By Linh Tran, Market Analyst at XS.com
Bitcoin (BTC), along with many other cryptocurrencies, posted an impressive gain over the weekend, with BTC continuing to affirm its leadership position as it approaches its all-time high.
The upward momentum of the world’s largest cryptocurrency is being reinforced by a strong inflow of institutional capital—an element long regarded as the foundation of sustainable growth cycles. In the first half of 2025, cryptocurrencies, with their scarcity and limited supply, have become one of the top-performing asset classes, competing directly with traditional assets such as gold.
The presence of large institutions in the market is becoming increasingly evident. Significant Bitcoin ETF investments from prestigious universities such as Harvard and Brown are prime examples, with Harvard alone allocating as much as USD 116 million to BlackRock’s iShares Bitcoin ETF. This not only reflects long-term confidence in Bitcoin’s growth potential but also serves as a solid support cushion for prices during market corrections.
At the same time, the regulatory environment is becoming more favorable, as Ripple’s legal victory over the SEC has enhanced clarity regarding the regulatory framework for digital assets. Another notable development is El Salvador’s enactment of a law allowing banks to operate as Bitcoin banks, potentially attracting additional demand from the traditional financial system and laying the groundwork for new institutional capital inflows.
Beyond Bitcoin, the altcoin market is also experiencing dynamic developments. Ethereum (ETH) has been surging, fueled by strong ETF inflows totaling USD 3.266 billion—coinciding with ETH’s breakout to USD 4,326. Institutional interest in Ethereum is creating the potential to shift the dynamics of the altcoin market.
In addition, futures-based ETFs for Solana (SOL) and XRP have attracted around USD 1 billion since their launch, paving the way for potential spot ETFs in the future. Notably, Ripple is benefiting not only from these inflows but also from its legal victory over the SEC, providing an additional boost to market sentiment.

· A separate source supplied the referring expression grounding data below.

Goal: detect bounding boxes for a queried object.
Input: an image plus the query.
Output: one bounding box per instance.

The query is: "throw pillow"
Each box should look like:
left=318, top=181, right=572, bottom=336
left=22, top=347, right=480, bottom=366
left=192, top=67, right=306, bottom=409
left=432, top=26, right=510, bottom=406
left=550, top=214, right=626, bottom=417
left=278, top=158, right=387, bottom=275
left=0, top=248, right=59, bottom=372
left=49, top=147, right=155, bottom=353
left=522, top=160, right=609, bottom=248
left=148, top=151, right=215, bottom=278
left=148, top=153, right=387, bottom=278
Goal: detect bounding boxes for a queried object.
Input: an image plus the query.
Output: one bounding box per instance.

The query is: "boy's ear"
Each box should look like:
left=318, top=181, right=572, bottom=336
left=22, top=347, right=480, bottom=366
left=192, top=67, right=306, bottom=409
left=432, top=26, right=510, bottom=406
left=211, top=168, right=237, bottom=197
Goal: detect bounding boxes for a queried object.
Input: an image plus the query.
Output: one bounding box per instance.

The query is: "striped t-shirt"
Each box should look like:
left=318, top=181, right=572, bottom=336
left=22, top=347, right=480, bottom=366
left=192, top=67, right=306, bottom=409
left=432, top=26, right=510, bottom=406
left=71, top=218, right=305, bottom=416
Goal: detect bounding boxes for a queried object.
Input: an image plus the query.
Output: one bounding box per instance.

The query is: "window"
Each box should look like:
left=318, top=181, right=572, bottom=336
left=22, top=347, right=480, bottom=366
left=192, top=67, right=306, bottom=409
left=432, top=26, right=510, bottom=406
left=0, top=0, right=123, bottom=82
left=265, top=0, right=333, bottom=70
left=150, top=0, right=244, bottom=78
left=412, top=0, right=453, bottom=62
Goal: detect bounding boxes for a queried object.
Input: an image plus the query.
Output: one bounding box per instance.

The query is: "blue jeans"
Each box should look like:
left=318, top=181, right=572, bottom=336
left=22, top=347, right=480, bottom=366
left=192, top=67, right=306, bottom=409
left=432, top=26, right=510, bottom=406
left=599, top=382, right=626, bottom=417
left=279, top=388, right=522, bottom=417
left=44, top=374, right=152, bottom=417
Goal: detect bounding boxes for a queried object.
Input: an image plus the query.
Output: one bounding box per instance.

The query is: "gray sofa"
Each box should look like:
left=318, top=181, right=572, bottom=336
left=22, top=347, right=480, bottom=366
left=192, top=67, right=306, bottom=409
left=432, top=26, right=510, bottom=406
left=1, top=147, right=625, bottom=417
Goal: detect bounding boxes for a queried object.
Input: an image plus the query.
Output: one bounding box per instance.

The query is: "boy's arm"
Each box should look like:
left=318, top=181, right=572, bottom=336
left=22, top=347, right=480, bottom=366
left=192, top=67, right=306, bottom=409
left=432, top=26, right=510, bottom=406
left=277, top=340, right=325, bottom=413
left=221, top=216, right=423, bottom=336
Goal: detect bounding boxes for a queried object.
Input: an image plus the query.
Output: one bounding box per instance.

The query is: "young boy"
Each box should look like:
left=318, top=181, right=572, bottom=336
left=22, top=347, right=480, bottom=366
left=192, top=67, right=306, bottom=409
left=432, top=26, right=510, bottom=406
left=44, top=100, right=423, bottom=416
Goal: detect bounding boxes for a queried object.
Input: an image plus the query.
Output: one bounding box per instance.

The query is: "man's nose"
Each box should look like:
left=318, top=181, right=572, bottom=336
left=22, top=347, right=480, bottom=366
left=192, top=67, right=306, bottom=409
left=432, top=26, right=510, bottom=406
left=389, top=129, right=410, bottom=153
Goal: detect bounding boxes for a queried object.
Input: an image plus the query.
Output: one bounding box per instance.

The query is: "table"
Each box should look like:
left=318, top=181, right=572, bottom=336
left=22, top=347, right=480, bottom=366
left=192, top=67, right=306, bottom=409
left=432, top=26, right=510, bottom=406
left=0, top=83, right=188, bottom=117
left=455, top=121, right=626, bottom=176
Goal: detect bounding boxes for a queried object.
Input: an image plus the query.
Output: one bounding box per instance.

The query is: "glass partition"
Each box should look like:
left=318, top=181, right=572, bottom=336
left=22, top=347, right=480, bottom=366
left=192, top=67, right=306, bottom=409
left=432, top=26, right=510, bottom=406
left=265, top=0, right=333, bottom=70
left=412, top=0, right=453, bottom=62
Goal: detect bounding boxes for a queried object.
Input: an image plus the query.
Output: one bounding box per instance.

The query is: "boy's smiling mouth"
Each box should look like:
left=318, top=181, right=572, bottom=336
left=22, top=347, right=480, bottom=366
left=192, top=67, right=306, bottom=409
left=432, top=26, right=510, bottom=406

Alongside these developments, the current macroeconomic and geopolitical backdrop is also shaping the outlook for cryptocurrencies.
Weaker-than-expected U.S. economic data is strengthening expectations for a monetary easing cycle by the Federal Reserve (Fed)—a factor that typically benefits risk assets such as cryptocurrencies. On the trade front, U.S. President Donald Trump has shown a willingness to make concessions in advancing negotiations with China, though Beijing has so far remained hesitant. On the geopolitical side, President Trump has also confirmed that he will meet with Russian President Vladimir Putin on August 15 in Alaska, with the aim of seeking a ceasefire or an end to the Russia–Ukraine conflict. These signals, while uncertain, are temporarily helping to ease risks and support market sentiment.
Taken together, these factors paint a positive short- to medium-term outlook for the cryptocurrency market. Bitcoin has the opportunity to break through its all-time high and target new, higher price levels, while Ethereum and several large-cap altcoins such as SOL and XRP are likely to extend their gains if strong ETF inflows persist.
However, given the market’s high sensitivity to policy and geopolitical developments, investors should maintain disciplined risk management and closely monitor institutional capital flows to seize opportunities while safeguarding investment gains.